Power on an IC package, measure the resulting transient response of the junction temperature and from that infer a wealth of information about the structure of the package that the heat has to flow through. Such a methodology is at the heart of the Mechanical Analysis Division’s T3Ster(pronounced “trister”) product. Some simulation software vendors pitch their products as being able to replace physical testing. True that software such as FloTHERM helps to minimise the number of physical prototypes required but I don’t believe it will ever replace the need for physical test and characterisation. In fact the two can and should marry to form a union that enables the thorough understanding of the behaviour of electrical products.Electronics thermal design involves the effective removal of heat from its source (a packaged die) to a surrounding ambient. The beauty of simulation is that you can analyse those heat flow paths, view the bottlenecks the heat experiences, determine if and how you should modify your design to reduce operating temperatures. The downside is that you’ve got to obtain/program in a 3D geometric representation of your design together with the correct material properties, for thermal these being thermal conductivity and for transient behaviour, density and specific heat. The beauty of experimental testing is that you’re testing the real thing, no assumptions, no missing input data, no worrying about whether you’ve guessed the power dissipation right for your critical actives. The downside is that you can’t really see what’s going with the heat transfer inside the packages and PCB.
My colleagues in the Micred portion the Mechanical Analysis Division have started a Mentor Graphics Thermal Testing Hardware blog. They will do a much better job than me of extolling the beauty and value of the T3Ster and its family of physical testing and characterisation products. Suffice to say that I’m particularly excited to be working with them to align the advantages of simulation with those of physical testing.
Take the following transient animation output produced by FloTHERM. A TO263 is connected to a cold plate and powered up, the simulation shows how the heat emanating from the die bursts through the package eventually getting to the ambient. Where it experiences thermal bottlenecksare coloured greyscale, the black arrows show the direction and strength of the heat flow. It’s not animated in real time (the full transient covers the first 100s after power up), also the time steps are biased to show the heat flow paths very clearly at the very start of the transient.
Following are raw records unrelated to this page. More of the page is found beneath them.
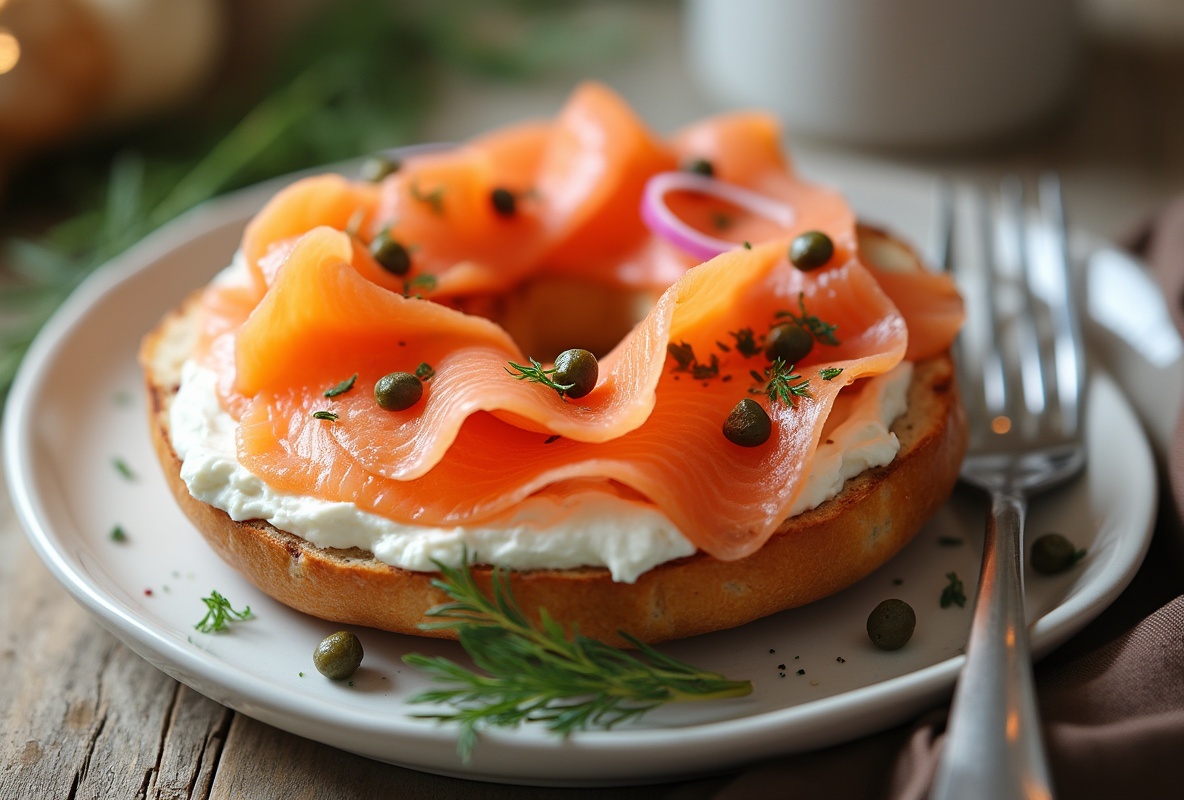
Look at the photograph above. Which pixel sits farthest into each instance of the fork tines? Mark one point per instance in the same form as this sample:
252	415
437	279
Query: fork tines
1023	327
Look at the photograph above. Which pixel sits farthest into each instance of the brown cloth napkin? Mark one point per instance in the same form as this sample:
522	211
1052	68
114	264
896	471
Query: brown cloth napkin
1112	698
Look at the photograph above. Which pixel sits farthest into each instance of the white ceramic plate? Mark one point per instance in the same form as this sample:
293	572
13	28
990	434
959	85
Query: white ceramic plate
76	407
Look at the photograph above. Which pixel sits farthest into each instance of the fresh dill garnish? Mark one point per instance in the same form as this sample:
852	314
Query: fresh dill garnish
778	384
426	282
435	198
823	331
219	613
683	355
540	672
342	387
536	374
702	372
953	593
746	342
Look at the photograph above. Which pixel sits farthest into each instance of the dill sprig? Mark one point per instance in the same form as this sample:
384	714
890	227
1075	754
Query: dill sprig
536	374
536	672
778	382
219	613
823	331
435	198
342	387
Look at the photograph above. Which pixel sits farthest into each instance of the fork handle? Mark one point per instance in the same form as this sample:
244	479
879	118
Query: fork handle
993	746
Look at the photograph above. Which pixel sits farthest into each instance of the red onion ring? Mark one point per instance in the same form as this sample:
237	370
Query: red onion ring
662	221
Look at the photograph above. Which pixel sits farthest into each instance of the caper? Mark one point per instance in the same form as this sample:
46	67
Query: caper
398	391
392	256
811	250
378	167
747	425
338	656
579	368
789	342
890	624
1053	553
503	201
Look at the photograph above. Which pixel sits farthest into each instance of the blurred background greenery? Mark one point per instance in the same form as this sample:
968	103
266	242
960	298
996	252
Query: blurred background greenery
277	86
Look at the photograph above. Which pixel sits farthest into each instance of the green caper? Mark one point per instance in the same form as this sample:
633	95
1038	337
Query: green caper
503	201
747	425
811	250
1053	553
390	253
398	391
890	624
579	368
789	342
338	656
378	167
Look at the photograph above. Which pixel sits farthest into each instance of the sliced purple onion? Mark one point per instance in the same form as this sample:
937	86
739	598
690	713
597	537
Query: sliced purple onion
664	223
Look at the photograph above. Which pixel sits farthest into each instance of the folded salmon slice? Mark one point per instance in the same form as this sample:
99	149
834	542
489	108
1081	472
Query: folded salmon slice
647	426
317	309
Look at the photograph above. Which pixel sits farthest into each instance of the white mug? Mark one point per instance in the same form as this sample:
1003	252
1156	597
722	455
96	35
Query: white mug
888	72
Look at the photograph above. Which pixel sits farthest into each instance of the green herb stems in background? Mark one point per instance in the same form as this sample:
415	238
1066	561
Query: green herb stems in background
360	78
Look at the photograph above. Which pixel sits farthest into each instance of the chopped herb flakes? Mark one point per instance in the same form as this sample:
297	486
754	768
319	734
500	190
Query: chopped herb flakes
953	593
683	355
536	374
219	613
342	387
425	282
705	372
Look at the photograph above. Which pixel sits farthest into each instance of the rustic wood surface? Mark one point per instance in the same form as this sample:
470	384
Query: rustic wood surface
85	717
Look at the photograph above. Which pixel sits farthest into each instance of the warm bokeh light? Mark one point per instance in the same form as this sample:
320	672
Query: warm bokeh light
10	49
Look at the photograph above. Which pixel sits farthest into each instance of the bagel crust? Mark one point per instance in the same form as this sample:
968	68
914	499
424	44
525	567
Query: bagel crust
810	556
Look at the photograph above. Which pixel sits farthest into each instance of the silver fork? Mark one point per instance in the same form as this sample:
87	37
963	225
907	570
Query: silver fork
1024	406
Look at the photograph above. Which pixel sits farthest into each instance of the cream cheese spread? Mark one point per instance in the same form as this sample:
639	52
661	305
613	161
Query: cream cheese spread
589	528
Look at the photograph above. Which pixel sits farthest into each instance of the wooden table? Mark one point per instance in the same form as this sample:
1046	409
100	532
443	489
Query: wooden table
85	717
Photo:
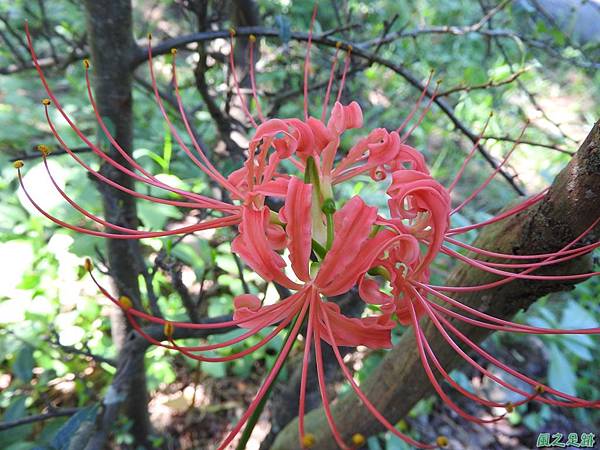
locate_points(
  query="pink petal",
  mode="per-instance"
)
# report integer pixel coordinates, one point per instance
(352, 225)
(254, 248)
(321, 134)
(345, 117)
(372, 332)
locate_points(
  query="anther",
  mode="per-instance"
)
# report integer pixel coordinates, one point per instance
(43, 149)
(125, 302)
(168, 330)
(442, 441)
(308, 440)
(358, 440)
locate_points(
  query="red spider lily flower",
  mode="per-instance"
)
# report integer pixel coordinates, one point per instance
(319, 247)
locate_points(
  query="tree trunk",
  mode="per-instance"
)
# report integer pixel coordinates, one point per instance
(570, 207)
(109, 27)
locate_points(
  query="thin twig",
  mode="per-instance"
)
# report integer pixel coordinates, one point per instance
(38, 418)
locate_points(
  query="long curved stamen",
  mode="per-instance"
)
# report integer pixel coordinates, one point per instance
(235, 80)
(187, 352)
(109, 135)
(269, 380)
(490, 267)
(216, 175)
(305, 364)
(437, 322)
(512, 326)
(252, 40)
(512, 211)
(344, 73)
(470, 155)
(425, 363)
(372, 409)
(307, 61)
(323, 390)
(330, 82)
(416, 106)
(186, 325)
(210, 224)
(570, 400)
(454, 384)
(492, 175)
(74, 127)
(83, 211)
(584, 249)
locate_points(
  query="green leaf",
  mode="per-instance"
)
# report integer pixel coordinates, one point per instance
(16, 410)
(23, 364)
(63, 437)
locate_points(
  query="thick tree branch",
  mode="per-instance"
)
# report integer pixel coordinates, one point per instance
(371, 57)
(109, 26)
(570, 207)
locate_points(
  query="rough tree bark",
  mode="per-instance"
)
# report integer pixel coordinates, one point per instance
(109, 27)
(571, 206)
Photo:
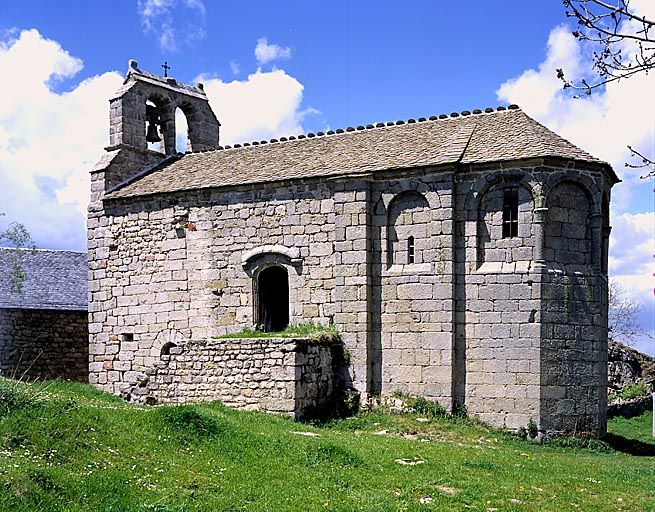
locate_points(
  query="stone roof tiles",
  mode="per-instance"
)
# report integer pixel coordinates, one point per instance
(468, 138)
(53, 280)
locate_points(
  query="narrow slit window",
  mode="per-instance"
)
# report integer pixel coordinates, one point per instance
(511, 212)
(410, 249)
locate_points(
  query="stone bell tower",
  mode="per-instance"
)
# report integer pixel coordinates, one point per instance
(143, 111)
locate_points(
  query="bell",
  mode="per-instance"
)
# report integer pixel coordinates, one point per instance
(152, 135)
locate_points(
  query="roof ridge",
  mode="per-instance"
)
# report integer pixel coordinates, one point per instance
(42, 250)
(370, 126)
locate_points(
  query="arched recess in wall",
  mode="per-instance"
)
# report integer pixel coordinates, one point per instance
(567, 238)
(505, 226)
(272, 293)
(408, 229)
(606, 229)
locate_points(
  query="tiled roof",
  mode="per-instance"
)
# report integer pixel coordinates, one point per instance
(54, 280)
(466, 138)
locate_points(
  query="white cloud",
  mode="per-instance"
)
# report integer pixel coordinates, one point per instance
(49, 141)
(175, 23)
(265, 105)
(265, 53)
(603, 123)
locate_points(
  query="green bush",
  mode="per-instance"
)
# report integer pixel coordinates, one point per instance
(13, 397)
(635, 391)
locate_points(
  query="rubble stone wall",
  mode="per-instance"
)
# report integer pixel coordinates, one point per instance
(290, 376)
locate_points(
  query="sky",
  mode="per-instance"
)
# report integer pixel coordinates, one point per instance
(272, 69)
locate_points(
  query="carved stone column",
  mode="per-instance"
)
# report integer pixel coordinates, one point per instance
(539, 236)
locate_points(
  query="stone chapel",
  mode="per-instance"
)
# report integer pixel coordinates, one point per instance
(461, 257)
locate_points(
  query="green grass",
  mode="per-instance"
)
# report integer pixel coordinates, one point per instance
(311, 330)
(68, 447)
(633, 391)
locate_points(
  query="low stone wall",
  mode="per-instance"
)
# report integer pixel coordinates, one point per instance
(279, 375)
(44, 344)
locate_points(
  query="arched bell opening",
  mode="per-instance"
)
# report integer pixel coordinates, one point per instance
(273, 299)
(182, 143)
(153, 127)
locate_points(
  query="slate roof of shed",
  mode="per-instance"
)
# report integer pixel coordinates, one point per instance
(54, 280)
(468, 139)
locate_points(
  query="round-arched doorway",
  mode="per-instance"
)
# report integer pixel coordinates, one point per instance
(273, 299)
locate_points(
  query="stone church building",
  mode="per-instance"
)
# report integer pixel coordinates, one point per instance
(462, 258)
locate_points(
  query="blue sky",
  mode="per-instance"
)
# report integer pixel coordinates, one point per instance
(282, 68)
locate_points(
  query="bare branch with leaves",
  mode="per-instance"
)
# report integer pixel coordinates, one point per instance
(625, 43)
(16, 237)
(622, 323)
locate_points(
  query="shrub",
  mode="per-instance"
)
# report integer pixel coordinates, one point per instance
(627, 393)
(14, 396)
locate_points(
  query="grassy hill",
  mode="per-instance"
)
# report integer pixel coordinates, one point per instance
(68, 447)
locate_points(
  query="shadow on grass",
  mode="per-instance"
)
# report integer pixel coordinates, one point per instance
(630, 446)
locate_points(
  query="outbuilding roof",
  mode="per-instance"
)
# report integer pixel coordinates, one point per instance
(53, 280)
(468, 138)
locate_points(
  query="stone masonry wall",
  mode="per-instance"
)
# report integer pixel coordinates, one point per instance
(412, 300)
(511, 367)
(290, 376)
(463, 324)
(44, 344)
(163, 273)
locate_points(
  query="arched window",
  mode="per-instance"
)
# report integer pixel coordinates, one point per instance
(181, 131)
(567, 237)
(410, 249)
(408, 230)
(153, 127)
(273, 299)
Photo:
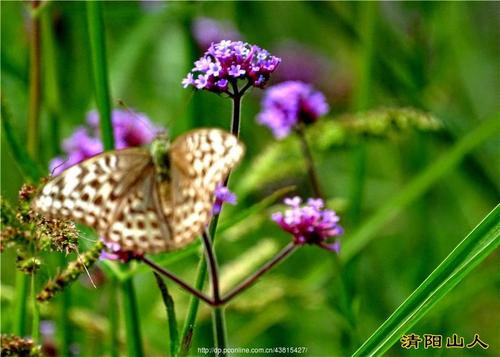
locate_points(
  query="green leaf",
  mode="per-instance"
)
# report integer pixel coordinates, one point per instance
(418, 186)
(478, 245)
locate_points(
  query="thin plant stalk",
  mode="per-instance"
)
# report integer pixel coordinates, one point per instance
(311, 170)
(362, 101)
(172, 321)
(218, 317)
(132, 325)
(22, 281)
(35, 323)
(22, 287)
(101, 87)
(201, 274)
(245, 284)
(33, 140)
(51, 87)
(100, 69)
(114, 326)
(278, 258)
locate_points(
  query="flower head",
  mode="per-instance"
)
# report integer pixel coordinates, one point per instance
(222, 195)
(310, 223)
(289, 103)
(207, 31)
(227, 61)
(129, 130)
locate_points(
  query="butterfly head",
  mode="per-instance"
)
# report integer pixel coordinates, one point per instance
(160, 148)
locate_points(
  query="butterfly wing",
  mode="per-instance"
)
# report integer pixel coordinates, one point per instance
(200, 160)
(91, 191)
(141, 223)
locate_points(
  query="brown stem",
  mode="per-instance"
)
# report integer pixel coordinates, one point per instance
(177, 280)
(285, 252)
(313, 177)
(212, 266)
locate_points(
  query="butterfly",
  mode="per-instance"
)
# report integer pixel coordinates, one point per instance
(146, 201)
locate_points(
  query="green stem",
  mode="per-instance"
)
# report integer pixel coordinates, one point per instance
(114, 326)
(172, 321)
(28, 167)
(51, 88)
(132, 327)
(33, 140)
(101, 86)
(418, 186)
(194, 302)
(22, 281)
(64, 325)
(311, 170)
(35, 327)
(362, 101)
(480, 243)
(22, 285)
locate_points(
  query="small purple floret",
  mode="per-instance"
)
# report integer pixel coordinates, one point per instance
(309, 223)
(227, 61)
(287, 104)
(222, 195)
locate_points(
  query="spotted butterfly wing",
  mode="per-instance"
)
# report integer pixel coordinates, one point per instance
(120, 195)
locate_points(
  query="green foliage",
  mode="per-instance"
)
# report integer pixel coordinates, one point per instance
(424, 182)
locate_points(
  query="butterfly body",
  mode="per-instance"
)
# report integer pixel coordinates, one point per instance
(147, 201)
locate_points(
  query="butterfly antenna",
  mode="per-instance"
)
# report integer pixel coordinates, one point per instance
(134, 114)
(58, 166)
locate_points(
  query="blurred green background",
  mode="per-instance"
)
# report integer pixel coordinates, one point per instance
(442, 58)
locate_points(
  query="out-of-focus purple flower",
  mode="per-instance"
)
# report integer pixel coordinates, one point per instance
(113, 251)
(207, 31)
(47, 329)
(310, 223)
(222, 195)
(227, 61)
(130, 129)
(287, 104)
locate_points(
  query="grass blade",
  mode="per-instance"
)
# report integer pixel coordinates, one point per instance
(367, 232)
(478, 244)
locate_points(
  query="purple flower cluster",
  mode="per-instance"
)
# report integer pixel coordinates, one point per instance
(207, 31)
(130, 129)
(289, 103)
(222, 195)
(227, 61)
(310, 223)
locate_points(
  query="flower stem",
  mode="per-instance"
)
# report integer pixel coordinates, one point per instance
(178, 281)
(64, 326)
(51, 87)
(114, 326)
(101, 86)
(362, 101)
(235, 123)
(172, 321)
(219, 330)
(33, 140)
(194, 303)
(313, 177)
(132, 327)
(22, 281)
(279, 257)
(35, 326)
(218, 317)
(22, 284)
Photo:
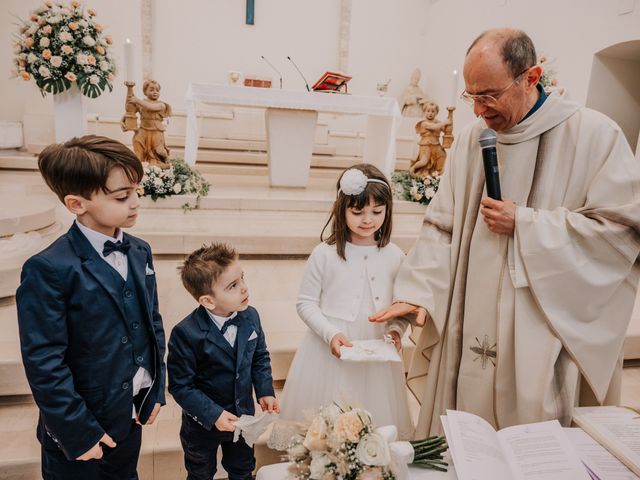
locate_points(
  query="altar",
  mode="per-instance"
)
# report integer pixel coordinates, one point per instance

The largest bottlenecks occur at the die attach and, once the heat spreads down to it, at the TIM between the package and the coldplate. Interesting that up to about 1e-3s the heat flow appears to be completely independent of the package environment. The final stages of the transient, as it approaches steady state @~90s, involve the heat that’s trying to get out the top of the package realising that it’s actually easier to loop back down and go towards the cold plate.
Such insights, together with the structure function approach taken by T3Ster, enable packages to be accurately designed, characterised and understood from a thermal perspective. You might come across a Rjc thermal resistance value on a component spec sheet but I bet you didn’t appreciate how much effort goes into to getting it as small as feasibly possible!
19th November 2011, Ross-On-Wye